Legalizar pode reduzir número de abortos
"Tirar o tema do campo da punição e do estigma, tratar como questão de saúde, inclusive para tratar de todas as complexidades relacionadas, poder acolher as mulheres que precisam e entender o que falhou no processo de prevenção, para evitar que ela tenha um segundo aborto e que outras mulheres não necessitem do aborto". É o que defende Gabriela Rondon, advogada e pesquisadora da Anis Instituto de Bioética.
De acordo com especialistas e com um levantamento realizado pela "Gênero e Número" em 2018, em países que o aborto passa a ser legalizado há um aumento no número de procedimentos legais nos primeiros anos e em seguida a queda nos índices, com estabilização.
O aumento inicial estaria relacionado não ao número de abortos, mas sim de abortos legais, computados pelo sistema de saúde.

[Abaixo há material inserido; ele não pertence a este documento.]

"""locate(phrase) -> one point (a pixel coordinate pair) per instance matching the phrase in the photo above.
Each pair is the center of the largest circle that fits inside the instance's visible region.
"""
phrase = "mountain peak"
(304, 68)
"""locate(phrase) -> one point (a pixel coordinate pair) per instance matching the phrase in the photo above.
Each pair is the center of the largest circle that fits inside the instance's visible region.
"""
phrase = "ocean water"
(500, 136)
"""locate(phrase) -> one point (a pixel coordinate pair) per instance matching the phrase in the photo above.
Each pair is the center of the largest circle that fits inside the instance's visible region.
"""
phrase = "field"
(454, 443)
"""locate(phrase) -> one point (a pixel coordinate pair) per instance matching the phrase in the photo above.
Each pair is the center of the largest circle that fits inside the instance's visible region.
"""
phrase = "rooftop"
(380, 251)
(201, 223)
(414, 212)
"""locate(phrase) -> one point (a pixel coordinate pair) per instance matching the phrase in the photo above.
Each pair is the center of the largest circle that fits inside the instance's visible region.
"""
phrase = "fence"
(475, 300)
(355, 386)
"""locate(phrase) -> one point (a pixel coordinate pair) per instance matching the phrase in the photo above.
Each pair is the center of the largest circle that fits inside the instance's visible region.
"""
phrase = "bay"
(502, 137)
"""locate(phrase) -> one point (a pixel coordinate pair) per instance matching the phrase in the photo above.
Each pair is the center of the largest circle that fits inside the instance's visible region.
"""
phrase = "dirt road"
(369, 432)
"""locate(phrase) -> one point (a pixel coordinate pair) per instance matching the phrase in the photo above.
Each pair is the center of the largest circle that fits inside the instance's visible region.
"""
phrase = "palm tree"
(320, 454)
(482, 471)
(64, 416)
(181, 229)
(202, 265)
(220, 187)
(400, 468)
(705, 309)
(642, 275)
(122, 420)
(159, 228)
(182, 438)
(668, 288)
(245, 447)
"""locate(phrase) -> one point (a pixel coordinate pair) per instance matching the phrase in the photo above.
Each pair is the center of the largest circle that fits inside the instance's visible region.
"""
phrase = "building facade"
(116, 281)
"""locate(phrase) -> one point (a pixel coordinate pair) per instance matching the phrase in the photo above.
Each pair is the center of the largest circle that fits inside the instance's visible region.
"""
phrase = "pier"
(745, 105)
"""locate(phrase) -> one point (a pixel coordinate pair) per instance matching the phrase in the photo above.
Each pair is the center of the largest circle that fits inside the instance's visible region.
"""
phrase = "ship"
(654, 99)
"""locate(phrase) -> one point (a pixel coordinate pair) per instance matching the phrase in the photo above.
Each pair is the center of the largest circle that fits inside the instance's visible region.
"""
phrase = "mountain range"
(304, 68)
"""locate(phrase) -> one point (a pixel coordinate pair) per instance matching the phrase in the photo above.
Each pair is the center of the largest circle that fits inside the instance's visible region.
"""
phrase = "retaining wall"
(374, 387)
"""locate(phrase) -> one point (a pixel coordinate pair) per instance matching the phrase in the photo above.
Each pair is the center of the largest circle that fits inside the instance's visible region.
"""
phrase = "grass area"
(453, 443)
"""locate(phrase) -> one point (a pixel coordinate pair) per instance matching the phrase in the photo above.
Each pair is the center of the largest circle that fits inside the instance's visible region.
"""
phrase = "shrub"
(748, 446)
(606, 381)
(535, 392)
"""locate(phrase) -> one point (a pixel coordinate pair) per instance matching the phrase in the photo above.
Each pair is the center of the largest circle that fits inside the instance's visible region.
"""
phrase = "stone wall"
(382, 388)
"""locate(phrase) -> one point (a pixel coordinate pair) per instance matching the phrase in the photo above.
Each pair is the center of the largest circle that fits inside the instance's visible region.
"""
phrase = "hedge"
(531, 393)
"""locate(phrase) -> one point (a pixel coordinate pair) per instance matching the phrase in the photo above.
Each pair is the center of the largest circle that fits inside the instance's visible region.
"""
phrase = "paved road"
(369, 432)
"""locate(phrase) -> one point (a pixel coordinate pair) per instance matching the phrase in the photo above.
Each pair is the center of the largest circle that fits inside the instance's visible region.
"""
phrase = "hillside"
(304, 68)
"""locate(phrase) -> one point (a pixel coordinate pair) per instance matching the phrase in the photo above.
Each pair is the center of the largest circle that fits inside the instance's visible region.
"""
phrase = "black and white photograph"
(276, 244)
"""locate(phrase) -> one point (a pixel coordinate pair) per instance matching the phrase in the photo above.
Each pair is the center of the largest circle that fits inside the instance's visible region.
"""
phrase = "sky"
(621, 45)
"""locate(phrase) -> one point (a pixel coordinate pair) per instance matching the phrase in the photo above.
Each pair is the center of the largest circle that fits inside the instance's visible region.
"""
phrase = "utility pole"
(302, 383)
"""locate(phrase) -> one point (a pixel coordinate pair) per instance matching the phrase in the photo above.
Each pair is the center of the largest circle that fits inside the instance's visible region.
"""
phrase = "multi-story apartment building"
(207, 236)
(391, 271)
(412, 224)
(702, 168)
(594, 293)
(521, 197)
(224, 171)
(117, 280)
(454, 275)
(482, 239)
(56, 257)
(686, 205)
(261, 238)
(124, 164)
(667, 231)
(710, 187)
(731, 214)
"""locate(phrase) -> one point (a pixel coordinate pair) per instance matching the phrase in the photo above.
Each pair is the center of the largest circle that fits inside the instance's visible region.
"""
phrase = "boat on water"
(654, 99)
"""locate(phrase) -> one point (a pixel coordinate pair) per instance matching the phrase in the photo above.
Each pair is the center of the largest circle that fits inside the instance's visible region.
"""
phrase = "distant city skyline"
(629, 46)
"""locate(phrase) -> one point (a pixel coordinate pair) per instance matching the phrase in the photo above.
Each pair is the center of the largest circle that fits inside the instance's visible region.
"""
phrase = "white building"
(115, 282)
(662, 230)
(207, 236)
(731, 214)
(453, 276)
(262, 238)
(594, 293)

Quando se fala em procedimentos clandestinos, pouco se sabe oficialmente da quantidade de abortos realizados.
Para Rondon, o amplo acesso aos métodos contraceptivos "só é possível quando o Estado para de ameaçar as mulheres e tratá-las como inimigas da política de saúde sexual e reprodutiva e de fato as acolhe."
Na casa do vizinho…
Em um intervalo de um ano e meio, mais três países latino-americanos legalizaram ou descriminalizaram o aborto. É o caso da Argentina (2020), do México (2021) e da Colômbia (2022). Com pressão de movimentos populares, especialmente feministas e de mulheres, as aprovações aconteceram por via judicial ou legislativa.
"Na prática, o objetivo é reconhecer que a aplicação da lei penal para o tema do aborto em determinadas circunstâncias não é adequada e viola direitos. As duas vias podem ter resultados muito semelhantes, mesmo por processos distintos", explica a pesquisadora da Anis.
Nos Estados Unidos, recentemente a Suprema Corte reverteu uma decisão histórica, conhecida como Roe vs. Wade, de 1973, que garantia o acesso ao aborto em todo o país. Por seis votos a três, agora não há essa proteção do direito e cada estado tem autonomia para estabelecer as regras e restrições para realizar a interrupção da gravidez.
"Isso pode gerar um cenário de bastante desproteção, e também de trânsito entre os estados para que as mulheres consigam acessar o aborto nos estados que ainda permitem", afirma Gabriela Rondon.
No Brasil, uma proposta de descriminalização do aborto até a 12ª semana está sendo analisada pelo Supremo Tribunal Federal (STF), que realizou audiência pública sobre o tema em agosto de 2018. Entretanto, ainda não há previsão para a ADPF 442 ser votada pelos magistrados.
Em 2021, 100% dos projetos de lei na Câmara dos Deputados foram contrários à interrupção da gravidez.